In genere, nell’esistenza degli umani, arriva un giorno in cui si prende coscienza che la vita è una sola e dura anche pochino, uno sputo nell’universo. E che vale la pena non degradarsi al rango di numero, ma mantenersi a quello di persona. Un esercizio tanto più impegnativo nel pieno della rivoluzione che stiamo attraversando, inconsapevoli e disarmati, in un paesaggio virtuale disseminato di insidie reali alla nostra integrità. Per questo si fa forse ancor più importante lo spirito critico di uomini educati alla conoscenza più che alle competenze, alla cultura nei suoi molteplici linguaggi più che alle formule preconfezionate, al luogo comune, al pregiudizio tra le occasioni di benefica interazione con delle forme di cultura – non prevedibili, non facilmente misurabili, a volte destabilizzanti – ritornano oggi, per la 70esima volta, quelle proposte dal Festival del film, o Locarno Festival, come si chiama da questa edizione. Nell’intervista che pubblichiamo in questa pagina il direttore artistico, Carlo Chatrian, parla proprio di un “atto politico”: uscire di casa. Siamo d’accordo. Il mondo oggi arriva a casa nostra, in ogni momento, con le sue molteplici voci, realtà, istanze. Sta a noi di accoglierlo nella forma più ricca, districandoci tra i filtri attraverso cui ci viene somministrato e attraverso cui tendiamo ad osservarlo, prigionieri di noi stessi. Ecco che ogni tanto uscire, non aspettare il mondo fermi sulle proprie posizioni ma andargli incontro, sottrarsi all’apparente, ingannevole protezione del proprio guscio, è già una scelta che ci definisce. Quel che ne scaturisce è tutto da scoprire, a mente e cuore aperti.

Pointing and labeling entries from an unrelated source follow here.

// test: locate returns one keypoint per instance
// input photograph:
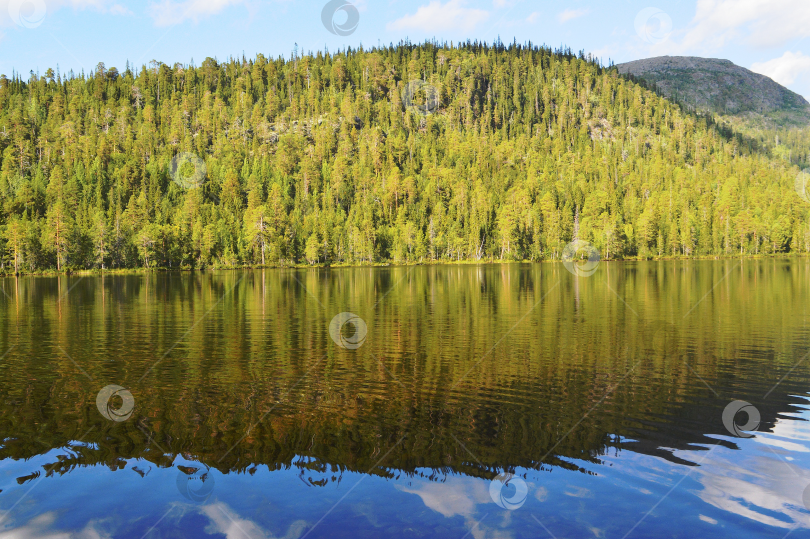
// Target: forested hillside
(343, 158)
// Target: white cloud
(169, 12)
(227, 522)
(569, 14)
(438, 17)
(761, 22)
(784, 69)
(50, 7)
(118, 9)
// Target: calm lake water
(497, 401)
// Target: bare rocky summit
(720, 86)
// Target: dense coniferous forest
(502, 152)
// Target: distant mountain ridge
(720, 86)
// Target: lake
(647, 399)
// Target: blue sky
(767, 36)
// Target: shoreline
(482, 262)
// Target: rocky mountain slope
(719, 86)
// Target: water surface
(501, 401)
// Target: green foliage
(328, 158)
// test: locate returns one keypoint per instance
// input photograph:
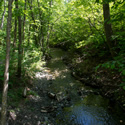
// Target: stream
(81, 105)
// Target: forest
(88, 36)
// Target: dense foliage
(83, 27)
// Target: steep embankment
(83, 68)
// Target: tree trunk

Per quanto riguarda il festival, in ogni caso, non sappiamo farvi nessuna previsione. Il bello di Locarno, che coincide con la sua anima, è che si va un po’ alla scoperta del nuovo o dello sconosciuto, dopotutto pure in Piazza, a parte i consueti due o tre blockbuster (a proposito, che ci sarà la ‘Atomic Blonde’ Charlize Theron confidiamo che lo sappiano già tutti, più o meno). Da un festival, se uno se ne va con due o tre film che in qualche modo lo hanno colpito, sorpreso, interrogato, può già ritenersi soddisfatto. A Locarno in genere accade, purché non si parta prevenuti o con esigenze troppo definite. È anche questo un modo di uscire da sé, da ciò che ci rassicura, e andare incontro all’ignoto.